MİGREN ÖNLEYİCİ AŞILAR


Migrenin temelde iltihabi bir hastalık olduğunu söyleyen Uludüz, “Ağrıları tetikleyici herhangi bir faktör (genetik yatkınlık, uyku sorunu, beslenme sorunu, fiziksel yorgunluk, stres vb.) beyin ağrı merkezinde sinir uyarılarını tetikler ve bu yanlış uyarı iltihap maddeleri salgılanmasına neden olur. Bu iltihap maddelerinden en önemlisi CGRP’dir. CGRP proteini, damarlarda genişleme yapar ve genişleyen damarlar beyin dokusuna baskı yaparak ağrıya yol açar” dedi.

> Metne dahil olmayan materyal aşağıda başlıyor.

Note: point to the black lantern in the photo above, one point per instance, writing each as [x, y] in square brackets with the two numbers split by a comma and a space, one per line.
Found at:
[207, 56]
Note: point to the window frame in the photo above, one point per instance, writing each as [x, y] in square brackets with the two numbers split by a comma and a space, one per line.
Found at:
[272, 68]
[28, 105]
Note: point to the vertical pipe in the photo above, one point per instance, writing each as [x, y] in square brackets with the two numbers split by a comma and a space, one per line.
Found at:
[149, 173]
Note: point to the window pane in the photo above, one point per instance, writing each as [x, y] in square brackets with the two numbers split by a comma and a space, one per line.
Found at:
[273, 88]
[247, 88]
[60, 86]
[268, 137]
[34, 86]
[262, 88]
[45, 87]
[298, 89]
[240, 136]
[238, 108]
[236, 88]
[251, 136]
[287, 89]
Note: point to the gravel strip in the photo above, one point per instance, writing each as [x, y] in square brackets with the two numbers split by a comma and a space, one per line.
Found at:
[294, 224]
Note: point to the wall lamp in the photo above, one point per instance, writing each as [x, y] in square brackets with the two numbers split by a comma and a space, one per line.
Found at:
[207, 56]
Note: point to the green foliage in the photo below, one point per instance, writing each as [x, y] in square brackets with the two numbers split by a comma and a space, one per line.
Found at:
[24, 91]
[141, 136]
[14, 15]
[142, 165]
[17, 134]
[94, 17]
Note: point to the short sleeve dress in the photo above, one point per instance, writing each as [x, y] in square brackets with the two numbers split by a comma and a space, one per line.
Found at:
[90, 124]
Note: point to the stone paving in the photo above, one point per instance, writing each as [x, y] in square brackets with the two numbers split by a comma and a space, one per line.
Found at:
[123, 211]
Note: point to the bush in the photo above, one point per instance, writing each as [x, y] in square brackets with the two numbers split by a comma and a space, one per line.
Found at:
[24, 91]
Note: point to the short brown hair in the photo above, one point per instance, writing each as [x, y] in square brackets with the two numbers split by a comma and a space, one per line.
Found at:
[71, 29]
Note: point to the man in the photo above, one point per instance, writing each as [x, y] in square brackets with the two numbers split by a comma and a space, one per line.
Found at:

Migrene özgü olarak bu CGRP proteinlerini hedefleyen antikorların geliştirildiğini ve aynı aşı mekanizmasıyla çalıştığı için migren aşısı olarak adlandırıldığını anlatan Uludüz “Aslında aşı dendiğinde akla gelen bir kere uygulanacak ve hastalık ortaya çıkmayacak. Oysa bu ilaçlar öyle değil. 15 gün veya aylık aralıklarla uygulanıyor ve migren veya küme dediğimiz baş ağrılarında atakların gelmesini önemli ölçüde engelliyorlar. Aşıların ağrıyı engellemede yüzde 70’in üzerinde başarı yüzdesi var, klasik aşıların aksine etkisi ömür boyu sürmüyor. Ayda sadece bir kere uygulanıyorlar. Fark edilebilir ciddi bir yan etkisi yok. Maliyet fiyat aralıkları 500-600 dolar civarında. Şu an hiçbiri ülkemizde mevcut değil ama ciddi migrenli ve küme baş ağrılı hasta yüzdesi düşünüldüğünde, fiyatların düşürülerek ya da SGK ödemesinde yer alarak Sağlık Bakanlığı’nca onaylanması bekleniyor” dedi.